People ask how I manage it all. Two young boys and a company. The honest answer is that I do not, not in the way the question imagines.

Some weeks the company gets the best of me, some weeks it is the other way around.

I have stopped calling this failure. It is the actual shape of the job.

The research on mother founders says something I wish I had read earlier: the ones who last do not become superhuman. They narrow priorities, build systems, and let go of the rest. Three things a day that must move, and one of them is for the family. Childcare planned like infrastructure, with backup layers, because one fever can take out the most important meeting of the month.

The context is real.

Women founders still take around two percent of venture funding. We get asked how we will contain risk while our male peers are asked how big it can get. I am not writing this to complain. I am writing it because pretending the water is not there helps no one who is learning to swim in it.

What I want to model is smaller and more useful than a success story. Say your constraints out loud. Put school pickup in the calendar where everyone can see it.
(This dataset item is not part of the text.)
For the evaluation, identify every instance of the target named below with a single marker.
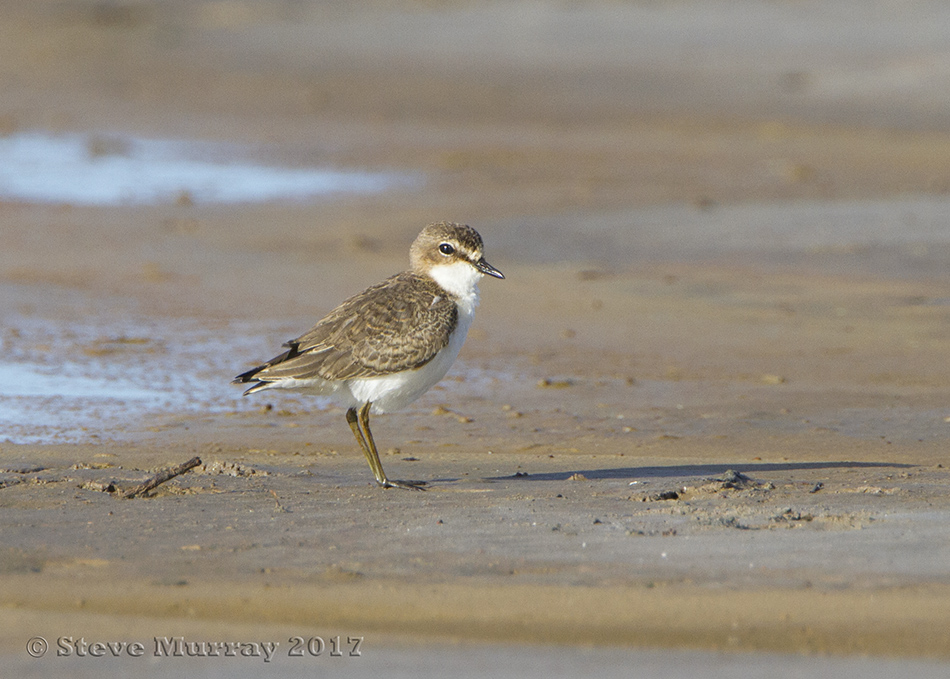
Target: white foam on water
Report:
(84, 169)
Ask for help as a specific task with an owner, not as an apology. Treat sleep as operating capacity, not a reward.

My sons will grow up watching their mother build something hard.

My sons will grow up watching their mother build something hard. I want them to see the honest version. Not a woman who did everything, but a woman who chose what mattered and said so.

If you are building with small children at home, you are not behind. You are carrying two jobs. Systems help. So does saying it.